Generally any projective group $\mathrm{PGL}(2,\mathbb{F}_q)$ acting on the $q+1$ points of the projective line over $\mathbb{F}_q$ is sharply $3$-transitive. This gives infinitely many $3$-homogeneous but not $4$-homogeneous groups.
A related example I particularly like is the $3$-transitive but $4$-homogeneous group $\mathrm{P}\Gamma\mathrm{L}(2,8)$ obtained by extending $\mathrm{PGL}_2(\mathbb{F}_8)$ by the Frobenius automorphism of order $3$. Such groups are important in the classification of multiplicity-free permutation characters of $S_n$. I have a relevant paper which builds on work of Saxl, and there is also independent work of Godsil and Meagher.

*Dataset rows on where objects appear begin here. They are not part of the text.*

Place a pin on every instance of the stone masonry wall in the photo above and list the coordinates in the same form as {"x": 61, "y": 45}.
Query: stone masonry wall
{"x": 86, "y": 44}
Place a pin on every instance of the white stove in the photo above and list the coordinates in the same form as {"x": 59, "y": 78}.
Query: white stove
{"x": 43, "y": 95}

Incidentally, going in the opposite direction, it is not completely obvious that a $k$-homogeneous group on $n$ points is $(k-1)$-homogeneous, provided $k \le n/2$. But this is of course true, and has a neat proof using character theory: the number of orbits of $G \le S_n$ on $k$-subsets is $\langle 1\!\!\uparrow_G^{S_n}, \pi_k \rangle$, where $\pi_k$ is the permutation character of $S_n$ acting on $k$-subsets; now use that $\pi_k - \pi_{k-1}$ is the irreducible character $\chi^{(n-k,k)}$, so the difference has non-negative inner product with any character.